The trouble is, I've explained carefully and on many occasions to ds that I love daddy just as much as I ever did , but it isn't safe for us to live together any more. DH also knows this (eg of course I love you and have no intention of divorcing you, but my job is to put safe walls around the children so I will never live with you again). It's all so confusing. No wonder poor ds is confused!

I can't strike the "mummy loves you " bit out of the letter, because it's smack in the middle and is basically the main part of the text. Maybe I should explain to ds that it would be confusing and upsetting for daddy, and ask him to rewrite the letter. Also, I need to take out the bracelet I made!

breachee Sun 05-Jul-15 11:10:42

The non molestation order says Dh must not contact me in any way, including letters, e mail, texts etc. It doesn't mention the children at all (their school thought that was very odd).

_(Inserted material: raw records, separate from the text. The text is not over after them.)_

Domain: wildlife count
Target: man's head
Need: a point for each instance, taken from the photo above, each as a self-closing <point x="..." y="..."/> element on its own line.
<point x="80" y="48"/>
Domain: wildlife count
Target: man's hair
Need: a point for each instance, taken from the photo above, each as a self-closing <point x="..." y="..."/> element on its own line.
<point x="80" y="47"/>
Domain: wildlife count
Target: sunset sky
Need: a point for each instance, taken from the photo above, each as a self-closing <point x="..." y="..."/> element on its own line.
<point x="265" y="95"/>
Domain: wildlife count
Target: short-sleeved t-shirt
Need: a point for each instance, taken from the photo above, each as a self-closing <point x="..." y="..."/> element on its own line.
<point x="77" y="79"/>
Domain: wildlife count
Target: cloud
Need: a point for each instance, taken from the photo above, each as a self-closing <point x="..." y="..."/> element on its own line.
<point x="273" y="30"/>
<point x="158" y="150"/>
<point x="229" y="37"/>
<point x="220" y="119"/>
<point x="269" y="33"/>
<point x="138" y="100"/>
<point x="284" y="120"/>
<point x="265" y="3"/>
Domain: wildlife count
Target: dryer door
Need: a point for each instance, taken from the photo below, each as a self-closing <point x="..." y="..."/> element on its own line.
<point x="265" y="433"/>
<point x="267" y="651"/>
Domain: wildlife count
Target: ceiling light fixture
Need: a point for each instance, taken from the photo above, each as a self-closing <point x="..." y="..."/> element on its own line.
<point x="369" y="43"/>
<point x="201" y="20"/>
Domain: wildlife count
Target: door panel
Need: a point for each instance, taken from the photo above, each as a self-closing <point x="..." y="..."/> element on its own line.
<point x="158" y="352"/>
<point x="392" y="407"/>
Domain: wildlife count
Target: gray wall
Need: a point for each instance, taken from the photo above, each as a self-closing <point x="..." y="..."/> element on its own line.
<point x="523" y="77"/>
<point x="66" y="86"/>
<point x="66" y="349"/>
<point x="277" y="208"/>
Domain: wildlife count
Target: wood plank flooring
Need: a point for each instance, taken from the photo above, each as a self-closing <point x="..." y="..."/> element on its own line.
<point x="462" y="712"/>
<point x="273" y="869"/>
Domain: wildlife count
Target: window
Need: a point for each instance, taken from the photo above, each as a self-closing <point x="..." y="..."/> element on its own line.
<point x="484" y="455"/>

There's nothing legal in place about contact with the children . I just told him verbally during an earlier breach that I wouldn't agree to anything except the contact centre , and that he didn't need to waste any money on solicitors because the family court were almost certain to agree with me .

Toffeelatteplease Sun 05-Jul-15 11:17:41

be confusing and upsetting for daddy, and ask him to rewrite the letter. Also, I need to take out the bracelet I made!

Yes this. Personally I wouldn't send it and let sleeping dogs lie. Far safer for your child if your ex leaves you both well alone. I would however keep it in a box so you can send it later if needs or court organise letter box contact . Not pc or the "right" thing of course

breachee Sun 05-Jul-15 11:25:41

Yes , toffee, I think you are right. My instinct is to ' forget ' to send it, and just leave it lying out of sight somewhere. If ds asks, I will explain that I was uncomfortable about sending it, and ask him to rewrite the letter.

RochelleGoyle Tue 07-Jul-15 10:41:45

Maybe I should explain to ds that it would be confusing and upsetting for daddy, and ask him to rewrite the letter. Also, I need to take out the bracelet I made!

This, I think. If you want him to stick to the court order, you shouldn't do anything which might encourage him to breach it again. A very tough situation though, especially for your child.

rainbowrob Wed 12-Aug-15 21:05:18

You sound quite confused yourself sad, sorry if I'm getting that wrong, Its just if you're telling DH that you still love him and don't want a divorce ect but you must be aware of how bad it is if he's being reported for breaching a non mol. I know there are cases where partners reconcile so the breaches aren't reported because things are patched up but if you're reporting them you obviously know how serious it all is, But it sounds like you're relationship with dh is more confusing for you and for him than for your son. Have you done the freedom programme? Sorry if I'm misinterpreting! It just sounds like you're not sure yourself.